Project Description

Sounding Out is a collaborative research project commissioned by Dr Sarah Bartley at University of Reading, and delivered in partnership with the Prison Reform Trust and HMP Hewell. Funded with support from Research England’s QR Strategic Priorities Fund, the purpose of Sounding Out is to use creative arts practices to document, understand, and disseminate experiences of incarceration during COVID 19 in order to inform justice policy responses to the pandemic and reforms that support the recovery and transformation of the sector.

The original plan was to facilitate a small number of short audio-based residencies at HMP Hewell between January and March 2021. Unfortunately, the imposition of a third national Coronavirus lockdown meant we were unable to visit the prison to work face to face.

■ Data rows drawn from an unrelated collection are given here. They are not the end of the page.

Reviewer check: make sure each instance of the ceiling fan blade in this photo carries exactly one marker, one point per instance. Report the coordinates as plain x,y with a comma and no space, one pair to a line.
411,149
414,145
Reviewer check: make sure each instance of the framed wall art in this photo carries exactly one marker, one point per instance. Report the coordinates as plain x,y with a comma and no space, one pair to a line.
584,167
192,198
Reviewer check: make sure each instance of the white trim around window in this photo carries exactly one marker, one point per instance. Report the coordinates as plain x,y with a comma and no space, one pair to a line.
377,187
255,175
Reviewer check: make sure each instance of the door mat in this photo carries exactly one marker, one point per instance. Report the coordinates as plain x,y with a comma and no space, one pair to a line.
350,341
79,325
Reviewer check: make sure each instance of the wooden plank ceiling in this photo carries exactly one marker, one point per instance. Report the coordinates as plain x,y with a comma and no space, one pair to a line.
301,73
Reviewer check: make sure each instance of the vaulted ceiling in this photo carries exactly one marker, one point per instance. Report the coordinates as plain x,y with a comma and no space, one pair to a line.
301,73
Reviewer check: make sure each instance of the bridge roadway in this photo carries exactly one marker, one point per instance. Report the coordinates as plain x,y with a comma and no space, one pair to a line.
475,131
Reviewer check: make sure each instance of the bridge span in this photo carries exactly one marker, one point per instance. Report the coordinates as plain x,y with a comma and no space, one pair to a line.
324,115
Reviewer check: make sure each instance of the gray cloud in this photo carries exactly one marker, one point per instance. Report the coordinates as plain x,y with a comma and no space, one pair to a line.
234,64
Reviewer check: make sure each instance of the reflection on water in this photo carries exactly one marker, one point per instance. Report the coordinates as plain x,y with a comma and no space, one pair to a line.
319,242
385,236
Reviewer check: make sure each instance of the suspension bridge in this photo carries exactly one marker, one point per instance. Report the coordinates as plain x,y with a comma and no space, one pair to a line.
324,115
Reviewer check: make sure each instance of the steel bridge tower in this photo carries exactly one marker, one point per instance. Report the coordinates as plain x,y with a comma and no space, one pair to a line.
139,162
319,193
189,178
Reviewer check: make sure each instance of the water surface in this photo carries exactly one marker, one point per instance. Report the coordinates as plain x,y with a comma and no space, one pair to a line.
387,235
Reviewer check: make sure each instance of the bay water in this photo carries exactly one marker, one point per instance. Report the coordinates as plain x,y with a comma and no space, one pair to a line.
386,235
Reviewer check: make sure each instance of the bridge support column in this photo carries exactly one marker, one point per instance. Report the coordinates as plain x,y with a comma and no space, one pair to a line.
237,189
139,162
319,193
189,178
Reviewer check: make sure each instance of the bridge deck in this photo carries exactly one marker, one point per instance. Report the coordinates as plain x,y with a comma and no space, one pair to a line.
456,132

An alternative plan was developed which involved the creation of two original pieces of audio drama based on the views and opinions of prisoners, prison staff, and ex-prisoners.

The first of these, Walking the Wing, written by Sophia Hatfield, was based on written responses to a questionnaire asking both prisoners and prison staff about their experiences of living or working in prison during the 2020/21. An initial draft of the piece was shared with ex-prisoners involved in the Prison Reform Trust’s Prisoner Policy Network, and following their feedback was subsequently recorded over the internet with ex-prisoners playing the roles of all the characters. Walking the Wing received its premiere on 25 May 2021 as part of Reading Assembly: Care, a two day digital event hosted by University of Reading.

NB: Contains strong language from the outset and mention of substance misuse, self harm, and mental health related conditions.

A second piece, Woolfsite, containing recorded voices of prisoners and staff at HMP Hewell, explores ideas and thoughts on how, in the light of the experience of Covid 19, prisons could be made better in the future. Music for this piece was made by ex-prisoners involved in the Irene Taylor Trust‘s community music making programme.